Les Rakshasas, échappés au carnage, de courir sans jeter un seul regard derrière eux, comme des gazelles épouvantées qu'un tigre chasse devant lui.
Le grand singe avec sa queue toute en flammes se promena dans Lankâ sur les toits des palais, tel qu'un nuage d'où jaillissent les éclairs. Hanoûmat semait le feu, qui semblait, comme un fils, prêter au singe le concours zélé de sa flamme; et le Vent, qui aimait son fils, de souffler _en même temps_ l'incendie allumé sur tous les palais. Aussi voyait-on le feu, d'une fureur augmentée par son alliance avec le vent, dévorer les habitations comme le feu de la mort.
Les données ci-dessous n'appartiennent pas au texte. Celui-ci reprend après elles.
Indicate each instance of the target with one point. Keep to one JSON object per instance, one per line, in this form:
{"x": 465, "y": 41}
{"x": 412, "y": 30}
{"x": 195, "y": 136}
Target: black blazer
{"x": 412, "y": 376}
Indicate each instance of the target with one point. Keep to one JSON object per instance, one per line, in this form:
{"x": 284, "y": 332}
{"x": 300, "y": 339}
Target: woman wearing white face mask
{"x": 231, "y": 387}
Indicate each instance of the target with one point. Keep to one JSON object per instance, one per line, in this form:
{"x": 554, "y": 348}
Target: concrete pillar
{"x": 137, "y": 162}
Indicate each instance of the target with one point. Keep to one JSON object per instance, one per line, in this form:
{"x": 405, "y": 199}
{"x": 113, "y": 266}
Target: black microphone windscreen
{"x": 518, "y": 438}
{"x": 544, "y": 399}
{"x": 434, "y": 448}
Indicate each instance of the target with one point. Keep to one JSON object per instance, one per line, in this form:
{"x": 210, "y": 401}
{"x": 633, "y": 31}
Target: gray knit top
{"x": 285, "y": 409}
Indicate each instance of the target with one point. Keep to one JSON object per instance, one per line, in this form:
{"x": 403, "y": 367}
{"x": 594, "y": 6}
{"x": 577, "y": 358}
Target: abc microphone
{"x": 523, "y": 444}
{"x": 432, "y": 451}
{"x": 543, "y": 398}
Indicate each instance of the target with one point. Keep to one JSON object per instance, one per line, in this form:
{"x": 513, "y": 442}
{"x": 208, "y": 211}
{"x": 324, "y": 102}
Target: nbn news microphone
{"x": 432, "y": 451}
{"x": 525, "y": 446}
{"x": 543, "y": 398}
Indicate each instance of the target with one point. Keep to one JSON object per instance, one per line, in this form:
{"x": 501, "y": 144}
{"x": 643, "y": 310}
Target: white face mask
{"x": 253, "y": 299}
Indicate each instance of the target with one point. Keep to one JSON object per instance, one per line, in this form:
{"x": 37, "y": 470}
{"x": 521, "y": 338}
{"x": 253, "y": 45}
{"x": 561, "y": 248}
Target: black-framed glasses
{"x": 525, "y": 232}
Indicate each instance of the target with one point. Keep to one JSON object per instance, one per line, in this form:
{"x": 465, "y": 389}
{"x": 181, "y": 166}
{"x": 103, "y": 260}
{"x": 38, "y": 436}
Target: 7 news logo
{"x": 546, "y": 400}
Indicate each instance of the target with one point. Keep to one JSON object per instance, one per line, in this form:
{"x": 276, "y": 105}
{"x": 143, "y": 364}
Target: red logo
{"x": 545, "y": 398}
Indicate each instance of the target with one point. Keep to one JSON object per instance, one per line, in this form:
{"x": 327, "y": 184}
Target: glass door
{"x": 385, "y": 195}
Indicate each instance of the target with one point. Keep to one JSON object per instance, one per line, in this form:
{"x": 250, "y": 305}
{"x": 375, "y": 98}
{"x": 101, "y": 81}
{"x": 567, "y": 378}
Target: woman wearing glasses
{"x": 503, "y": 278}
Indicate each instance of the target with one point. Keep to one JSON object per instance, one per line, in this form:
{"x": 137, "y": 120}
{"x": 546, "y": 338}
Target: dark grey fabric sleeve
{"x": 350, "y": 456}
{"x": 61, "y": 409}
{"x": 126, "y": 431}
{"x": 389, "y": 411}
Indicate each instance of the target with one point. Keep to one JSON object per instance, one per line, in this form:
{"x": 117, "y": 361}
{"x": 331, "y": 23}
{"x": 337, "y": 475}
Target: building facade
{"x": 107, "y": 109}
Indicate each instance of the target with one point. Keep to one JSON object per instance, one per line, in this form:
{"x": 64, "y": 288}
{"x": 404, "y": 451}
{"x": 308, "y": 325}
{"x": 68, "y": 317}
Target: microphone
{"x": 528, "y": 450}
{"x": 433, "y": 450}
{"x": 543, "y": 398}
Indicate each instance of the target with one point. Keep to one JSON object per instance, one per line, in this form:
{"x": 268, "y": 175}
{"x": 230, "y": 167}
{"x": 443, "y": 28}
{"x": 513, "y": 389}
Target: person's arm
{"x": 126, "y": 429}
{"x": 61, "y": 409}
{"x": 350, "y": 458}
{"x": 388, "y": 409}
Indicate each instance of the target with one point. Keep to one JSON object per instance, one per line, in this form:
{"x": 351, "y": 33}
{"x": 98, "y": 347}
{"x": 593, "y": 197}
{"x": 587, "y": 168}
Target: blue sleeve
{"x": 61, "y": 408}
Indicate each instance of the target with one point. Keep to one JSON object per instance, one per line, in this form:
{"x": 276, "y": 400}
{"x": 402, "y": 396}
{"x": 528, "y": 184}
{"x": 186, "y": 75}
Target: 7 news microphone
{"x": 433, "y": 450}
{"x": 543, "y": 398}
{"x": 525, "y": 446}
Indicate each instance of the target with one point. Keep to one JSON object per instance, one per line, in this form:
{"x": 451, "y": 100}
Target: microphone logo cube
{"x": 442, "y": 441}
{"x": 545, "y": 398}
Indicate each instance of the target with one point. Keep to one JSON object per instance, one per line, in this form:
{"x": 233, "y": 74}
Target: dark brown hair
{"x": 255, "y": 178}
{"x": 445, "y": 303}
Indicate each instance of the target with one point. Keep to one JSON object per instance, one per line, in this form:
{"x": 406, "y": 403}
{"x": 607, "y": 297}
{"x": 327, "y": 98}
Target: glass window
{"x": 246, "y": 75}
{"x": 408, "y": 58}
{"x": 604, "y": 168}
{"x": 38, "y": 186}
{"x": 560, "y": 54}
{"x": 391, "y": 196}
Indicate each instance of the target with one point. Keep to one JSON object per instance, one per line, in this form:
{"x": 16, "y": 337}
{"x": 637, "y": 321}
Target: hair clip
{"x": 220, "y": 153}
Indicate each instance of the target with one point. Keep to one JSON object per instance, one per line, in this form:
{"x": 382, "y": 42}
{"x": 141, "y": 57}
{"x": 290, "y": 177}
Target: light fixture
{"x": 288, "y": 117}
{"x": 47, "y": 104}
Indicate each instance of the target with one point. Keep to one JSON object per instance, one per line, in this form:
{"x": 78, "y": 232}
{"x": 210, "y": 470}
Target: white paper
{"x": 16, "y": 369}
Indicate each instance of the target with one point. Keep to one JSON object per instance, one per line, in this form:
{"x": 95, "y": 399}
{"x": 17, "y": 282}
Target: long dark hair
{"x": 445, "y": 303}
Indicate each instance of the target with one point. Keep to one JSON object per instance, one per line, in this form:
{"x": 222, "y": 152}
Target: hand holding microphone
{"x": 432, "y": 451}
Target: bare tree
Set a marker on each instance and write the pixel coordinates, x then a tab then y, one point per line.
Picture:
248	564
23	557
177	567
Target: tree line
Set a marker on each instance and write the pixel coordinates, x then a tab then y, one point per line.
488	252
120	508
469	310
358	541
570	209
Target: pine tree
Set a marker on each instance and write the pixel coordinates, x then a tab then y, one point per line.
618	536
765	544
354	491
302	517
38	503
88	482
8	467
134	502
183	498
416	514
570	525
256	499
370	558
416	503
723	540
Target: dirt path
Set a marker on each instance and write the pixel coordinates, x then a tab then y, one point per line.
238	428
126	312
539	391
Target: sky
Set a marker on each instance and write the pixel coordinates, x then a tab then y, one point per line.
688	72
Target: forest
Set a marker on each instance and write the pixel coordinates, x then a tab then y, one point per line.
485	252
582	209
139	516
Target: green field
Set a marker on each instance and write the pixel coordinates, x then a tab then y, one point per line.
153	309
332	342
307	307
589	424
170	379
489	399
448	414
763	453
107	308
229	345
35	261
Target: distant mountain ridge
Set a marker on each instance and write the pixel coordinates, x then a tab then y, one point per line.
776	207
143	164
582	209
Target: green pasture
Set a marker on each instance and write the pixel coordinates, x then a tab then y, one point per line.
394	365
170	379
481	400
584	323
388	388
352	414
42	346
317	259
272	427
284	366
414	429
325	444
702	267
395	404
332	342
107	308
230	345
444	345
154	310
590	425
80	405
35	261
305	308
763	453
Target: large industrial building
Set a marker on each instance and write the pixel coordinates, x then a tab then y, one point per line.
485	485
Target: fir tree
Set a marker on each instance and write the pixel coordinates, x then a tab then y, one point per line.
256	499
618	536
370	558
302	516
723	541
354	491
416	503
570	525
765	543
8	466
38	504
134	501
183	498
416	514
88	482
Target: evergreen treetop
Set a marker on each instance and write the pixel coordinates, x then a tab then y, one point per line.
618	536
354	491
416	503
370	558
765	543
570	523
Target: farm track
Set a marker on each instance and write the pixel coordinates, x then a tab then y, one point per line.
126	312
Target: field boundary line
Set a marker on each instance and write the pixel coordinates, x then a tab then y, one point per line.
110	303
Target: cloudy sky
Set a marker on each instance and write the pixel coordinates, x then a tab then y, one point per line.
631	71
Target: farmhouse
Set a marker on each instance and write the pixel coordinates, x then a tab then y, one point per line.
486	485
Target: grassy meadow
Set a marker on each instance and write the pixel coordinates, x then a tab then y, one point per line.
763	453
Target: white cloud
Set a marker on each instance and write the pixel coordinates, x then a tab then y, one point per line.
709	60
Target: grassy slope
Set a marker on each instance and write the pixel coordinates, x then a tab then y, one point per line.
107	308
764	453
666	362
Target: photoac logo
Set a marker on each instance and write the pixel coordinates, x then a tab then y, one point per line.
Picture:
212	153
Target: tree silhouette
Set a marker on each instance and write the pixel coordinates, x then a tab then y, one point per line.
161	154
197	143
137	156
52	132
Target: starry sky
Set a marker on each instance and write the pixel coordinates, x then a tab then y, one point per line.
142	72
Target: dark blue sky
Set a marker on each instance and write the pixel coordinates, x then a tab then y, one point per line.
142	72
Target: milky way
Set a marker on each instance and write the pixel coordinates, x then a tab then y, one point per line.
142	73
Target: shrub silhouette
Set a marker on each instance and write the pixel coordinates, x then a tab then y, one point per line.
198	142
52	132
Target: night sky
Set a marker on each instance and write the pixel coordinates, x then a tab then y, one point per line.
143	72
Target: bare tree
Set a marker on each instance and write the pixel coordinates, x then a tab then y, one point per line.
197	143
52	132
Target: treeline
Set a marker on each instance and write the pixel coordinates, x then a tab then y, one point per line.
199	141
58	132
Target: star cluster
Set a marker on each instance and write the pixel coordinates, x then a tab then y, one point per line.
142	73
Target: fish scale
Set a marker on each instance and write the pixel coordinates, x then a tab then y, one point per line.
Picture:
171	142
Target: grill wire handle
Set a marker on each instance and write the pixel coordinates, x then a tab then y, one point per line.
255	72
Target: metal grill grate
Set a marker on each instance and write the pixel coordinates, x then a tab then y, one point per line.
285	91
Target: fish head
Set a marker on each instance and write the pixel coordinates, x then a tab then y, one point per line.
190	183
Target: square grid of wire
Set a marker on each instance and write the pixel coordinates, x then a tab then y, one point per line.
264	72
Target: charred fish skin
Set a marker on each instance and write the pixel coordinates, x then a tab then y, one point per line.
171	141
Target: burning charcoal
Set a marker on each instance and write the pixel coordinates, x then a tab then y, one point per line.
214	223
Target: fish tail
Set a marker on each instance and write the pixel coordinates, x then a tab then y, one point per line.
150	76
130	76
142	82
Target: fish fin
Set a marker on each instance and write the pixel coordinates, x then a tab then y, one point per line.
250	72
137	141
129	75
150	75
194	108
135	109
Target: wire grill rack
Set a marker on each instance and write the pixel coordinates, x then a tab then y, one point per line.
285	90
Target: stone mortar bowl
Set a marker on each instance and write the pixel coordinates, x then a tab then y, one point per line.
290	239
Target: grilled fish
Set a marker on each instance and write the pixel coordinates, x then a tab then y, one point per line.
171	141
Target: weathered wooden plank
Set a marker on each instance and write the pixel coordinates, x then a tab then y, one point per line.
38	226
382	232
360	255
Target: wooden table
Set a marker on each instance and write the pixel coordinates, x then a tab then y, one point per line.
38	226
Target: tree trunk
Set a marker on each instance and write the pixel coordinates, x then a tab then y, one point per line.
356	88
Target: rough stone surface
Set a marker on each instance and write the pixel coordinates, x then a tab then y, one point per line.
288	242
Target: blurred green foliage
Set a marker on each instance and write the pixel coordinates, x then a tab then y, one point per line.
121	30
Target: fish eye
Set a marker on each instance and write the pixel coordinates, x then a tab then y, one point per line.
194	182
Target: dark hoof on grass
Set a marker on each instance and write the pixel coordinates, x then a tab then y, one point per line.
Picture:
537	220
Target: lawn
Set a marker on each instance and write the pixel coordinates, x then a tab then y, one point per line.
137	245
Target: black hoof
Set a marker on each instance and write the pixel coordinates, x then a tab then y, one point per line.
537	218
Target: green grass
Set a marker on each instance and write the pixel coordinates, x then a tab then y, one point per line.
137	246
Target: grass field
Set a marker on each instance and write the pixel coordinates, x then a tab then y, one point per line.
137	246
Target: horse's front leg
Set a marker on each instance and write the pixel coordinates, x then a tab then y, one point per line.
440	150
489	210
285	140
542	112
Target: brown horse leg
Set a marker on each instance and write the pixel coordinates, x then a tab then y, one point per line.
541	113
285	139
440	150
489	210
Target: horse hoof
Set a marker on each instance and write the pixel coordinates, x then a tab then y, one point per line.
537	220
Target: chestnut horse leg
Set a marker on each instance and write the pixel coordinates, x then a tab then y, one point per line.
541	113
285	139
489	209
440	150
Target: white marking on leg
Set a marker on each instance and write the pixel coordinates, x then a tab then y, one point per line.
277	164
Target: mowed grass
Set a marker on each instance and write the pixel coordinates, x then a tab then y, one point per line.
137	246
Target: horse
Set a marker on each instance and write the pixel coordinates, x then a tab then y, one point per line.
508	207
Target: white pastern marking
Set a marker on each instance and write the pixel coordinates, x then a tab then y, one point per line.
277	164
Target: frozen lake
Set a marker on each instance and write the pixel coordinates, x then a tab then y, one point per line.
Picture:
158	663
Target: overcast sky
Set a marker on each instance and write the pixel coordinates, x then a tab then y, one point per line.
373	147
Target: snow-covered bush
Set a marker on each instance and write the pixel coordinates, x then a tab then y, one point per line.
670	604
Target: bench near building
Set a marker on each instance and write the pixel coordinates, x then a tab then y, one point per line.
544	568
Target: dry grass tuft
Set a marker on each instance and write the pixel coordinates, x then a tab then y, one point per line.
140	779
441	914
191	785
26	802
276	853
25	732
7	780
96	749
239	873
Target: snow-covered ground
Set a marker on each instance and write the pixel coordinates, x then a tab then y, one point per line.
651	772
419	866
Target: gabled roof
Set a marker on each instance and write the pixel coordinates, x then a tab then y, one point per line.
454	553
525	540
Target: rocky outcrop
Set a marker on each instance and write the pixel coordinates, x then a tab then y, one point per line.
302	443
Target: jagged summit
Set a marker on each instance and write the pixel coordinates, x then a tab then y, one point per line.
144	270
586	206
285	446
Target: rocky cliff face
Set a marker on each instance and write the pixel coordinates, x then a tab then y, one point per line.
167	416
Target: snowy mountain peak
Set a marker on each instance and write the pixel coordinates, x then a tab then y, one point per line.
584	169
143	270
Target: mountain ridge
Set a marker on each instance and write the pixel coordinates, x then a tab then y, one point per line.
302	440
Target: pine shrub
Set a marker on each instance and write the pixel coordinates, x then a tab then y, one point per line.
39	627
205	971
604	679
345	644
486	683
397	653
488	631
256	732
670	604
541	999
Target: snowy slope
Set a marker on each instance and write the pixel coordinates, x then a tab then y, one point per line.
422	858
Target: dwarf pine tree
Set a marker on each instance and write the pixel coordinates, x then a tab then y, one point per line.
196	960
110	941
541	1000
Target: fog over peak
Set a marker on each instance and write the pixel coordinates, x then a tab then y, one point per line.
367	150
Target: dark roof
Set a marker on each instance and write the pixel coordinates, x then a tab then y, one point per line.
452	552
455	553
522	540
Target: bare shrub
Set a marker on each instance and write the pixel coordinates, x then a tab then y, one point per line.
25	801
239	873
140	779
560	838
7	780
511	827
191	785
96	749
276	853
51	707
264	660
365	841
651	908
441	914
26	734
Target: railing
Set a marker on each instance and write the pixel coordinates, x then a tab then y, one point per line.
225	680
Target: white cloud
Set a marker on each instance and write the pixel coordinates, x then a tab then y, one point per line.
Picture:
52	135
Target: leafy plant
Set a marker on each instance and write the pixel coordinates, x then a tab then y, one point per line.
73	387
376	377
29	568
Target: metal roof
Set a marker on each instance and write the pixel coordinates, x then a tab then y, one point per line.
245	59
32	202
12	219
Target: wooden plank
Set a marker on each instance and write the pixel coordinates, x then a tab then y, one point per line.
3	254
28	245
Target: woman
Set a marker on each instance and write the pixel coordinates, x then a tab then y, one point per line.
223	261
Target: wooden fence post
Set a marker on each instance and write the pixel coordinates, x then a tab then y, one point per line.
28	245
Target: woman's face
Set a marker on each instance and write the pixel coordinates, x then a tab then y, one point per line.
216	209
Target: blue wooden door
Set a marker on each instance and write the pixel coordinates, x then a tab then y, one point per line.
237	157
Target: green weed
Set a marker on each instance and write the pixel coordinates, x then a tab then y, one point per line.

Les palais superbes, incrustés de gemmes, périssaient avec leurs treillis d'or, avec leurs pavés de perles et de pierreries; et les oeils-de-boeuf en éclats tombaient sur le sol de la terre, comme les chars des saints tombent du ciel, quand ils ont _un jour_ épuisé la récompense due à leurs bonnes oeuvres. Hanoûmat vit en flammes tous les quartiers des palais admirables aux ornements d'argent, de corail, de perles, de lapis-lazuli et de diamants.
Le feu est insatiable de bois, le noble singe est insatiable de feu, et la terre ne peut se rassasier de Rakshasas morts, que lui jette Hanoûmat. Le fils du Vent semait çà et là ses brûlantes guirlandes de flammes, et le feu _toujours_ plus intense dévorait Lankâ avec ses Rakshasas.